You can extract data when you call the API directly.
To do this, first create a JSON schema of the fields you want to extract. You can use the Playground to help you create the schema.
After creating the schema, you can either pass the JSON file in the API call or define the JSON schema directly in your script.
You can also classify documents before extracting data, and then extract data based on the document type.
Supported Data Types for Fields
When extracting data with the API or library, you can specify the following data types for fields:
bool
bytes
float
int
nested objects
str
list
: This data type from the typing
library is supported if the types within the list
are valid.
union
: This data type from the typing
library is supported if the types within the union
are valid.
These data types are not supported: set
, tuple
, dict
, optional
, none
.
Sample Script: Pass JSON Schema to API
The script below shows how to pass a JSON file with the extraction schema to the API when parsing a document.
import json
VA_API_KEY = <YOUR_VA_API_KEY> # Replace with your API key
headers = {"Authorization": f"Basic {VA_API_KEY}"}
url = "https://api.va.landing.ai/v1/tools/agentic-document-analysis"
base_pdf_path = "your_pdf_path" # Replace with the path to the file
pdf_name = "filename.pdf" # Replace the file
pdf_path = f"{base_pdf_path}/{pdf_name}"
schema_name = "w2-schema.json" # Replace with the JSON schema
schema_path = f"{base_pdf_path}/{schema_name}"
with open(schema_path, "r") as file:
schema = json.load(file)
files = [
("pdf", (pdf_name, open(pdf_path, "rb"), "application/pdf")),
]
payload = {"fields_schema": json.dumps(schema)}
response = requests.request("POST", url, headers=headers, files=files, data=payload)
output_data = response.json()["data"]
extracted_info = output_data["extracted_schema"]
print(extracted_info)
Sample Script: Include JSON Schema in Script
The script below shows how to define the extraction schema in the call when parsing a document.
import json
import requests
VA_API_KEY = <YOUR_VA_API_KEY> # Replace with your API key
headers = {"Authorization": f"Basic {VA_API_KEY}"}
url = "https://api.va.landing.ai/v1/tools/agentic-document-analysis"
base_pdf_path = "your_pdf_path" # Replace with the path to the file
pdf_name = "filename.pdf" # Replace the file
pdf_path = f"{base_pdf_path}/{pdf_name}"
# Define your schema
schema = {
"type": "object",
"properties": {
"table": {
"type": "array",
"items": {
"type": "object",
"properties": {
"Id": {"type": "number"},
"Name": {"type": "string"},
"Email": {"type": "string"},
"Investments": {"type": "string"},
},
"required": [
"Id",
"Name",
"Email",
"Investments",
],
},
"description": "A table containing user information with columns for Id, Name, Email, and Investments.",
}
},
"required": ["table"],
}
files = [
("pdf", (pdf_name, open(pdf_path, "rb"), "application/pdf")),
]
payload = {"fields_schema": json.dumps(schema)}
response = requests.request("POST", url, headers=headers, files=files, data=payload)
output_data = response.json()["data"]
extracted_info = output_data["extracted_schema"]
print(extracted_info)
As part of the extraction process, you can classify documents and extract data based on the type of document it is.
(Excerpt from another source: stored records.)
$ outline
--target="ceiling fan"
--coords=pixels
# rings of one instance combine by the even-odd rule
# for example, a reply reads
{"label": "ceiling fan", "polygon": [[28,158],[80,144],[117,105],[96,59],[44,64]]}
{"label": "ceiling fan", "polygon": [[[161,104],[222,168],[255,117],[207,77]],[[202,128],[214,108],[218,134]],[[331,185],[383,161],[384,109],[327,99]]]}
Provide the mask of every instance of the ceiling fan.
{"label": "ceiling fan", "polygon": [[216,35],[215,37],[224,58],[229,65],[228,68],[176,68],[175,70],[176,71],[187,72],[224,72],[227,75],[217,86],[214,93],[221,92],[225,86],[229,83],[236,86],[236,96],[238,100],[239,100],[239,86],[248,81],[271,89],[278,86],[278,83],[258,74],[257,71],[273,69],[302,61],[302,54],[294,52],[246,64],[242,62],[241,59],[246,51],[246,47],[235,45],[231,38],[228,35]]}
For example, you can extract different sets of data from Invoices, Receipts, and Waybills.
To classify documents, use the enum
keyword to define the document types in your script. Here is an example:
# Define document types
class_schema = {
"type": "object",
"properties": {
"document_type": {"type": "string", "enum": ["Document Type 1", "Document Type 2", "Document Type 3"]}
},
"required": ["document_type"],
}
Sample Script: Classify Documents
Let’s say you need to parse three types of documents: Passports, Invoices, and Other. The data you need to extract depends on the document type.
The following script shows you how to define your document types, the fields to extract for each document type, and the code to actually parse, the documeents, classify the document, and extract the data.
import requests
import json
VA_API_KEY = <YOUR_VA_API_KEY> # Replace with your API key
headers = {"Authorization": f"Basic {VA_API_KEY}"}
url = "https://api.va.landing.ai/v1/tools/agentic-document-analysis"
base_pdf_path = "your_pdf_path" # Replace with the path to the file
pdf_name = "filename.pdf" # Replace the file
pdf_path = f"{base_pdf_path}/{pdf_name}"
# Define document types
class_schema = {
"type": "object",
"properties": {
"document_type": {"type": "string", "enum": ["Passport", "Invoice", "Other"]}
},
"required": ["document_type"],
}
# First request: classification
with open(pdf_path, "rb") as f:
files = [("pdf", (pdf_name, f, "application/pdf"))]
payload = {"fields_schema": json.dumps(class_schema)}
classification_response = requests.post(
url, headers=headers, files=files, data=payload
)
classification = classification_response.json()["data"]["extracted_schema"][
"document_type"
]
# Define schema based on classification
if classification == "Passport":
schema = {
"type": "object",
"properties": {
"Given Names": {"type": "string"},
"Date of birth": {"type": "string"},
"ID_number": {"type": "number"},
"Passport Number": {"type": "string"},
},
"required": ["Given Names", "Date of birth", "ID_number", "Passport Number"],
}
elif classification == "Invoice":
schema = {
"type": "object",
"properties": {
"Bill to": {"type": "string"},
"Invoice Number": {"type": "string"},
"Invoice Date": {"type": "string"},
"Due Date": {"type": "string"},
"Total": {"type": "string"},
},
"required": ["Bill to", "Invoice Number", "Invoice Date", "Due Date", "Total"],
}
else:
print("Document type is 'Other'. No extraction schema defined.")
exit()
# Second request: extraction
with open(pdf_path, "rb") as f:
files = [("pdf", (pdf_name, f, "application/pdf"))]
payload = {"fields_schema": json.dumps(schema)}
response = requests.post(url, headers=headers, files=files, data=payload)
output_data = response.json()["data"]
extracted_info = output_data["extracted_schema"]
print(extracted_info)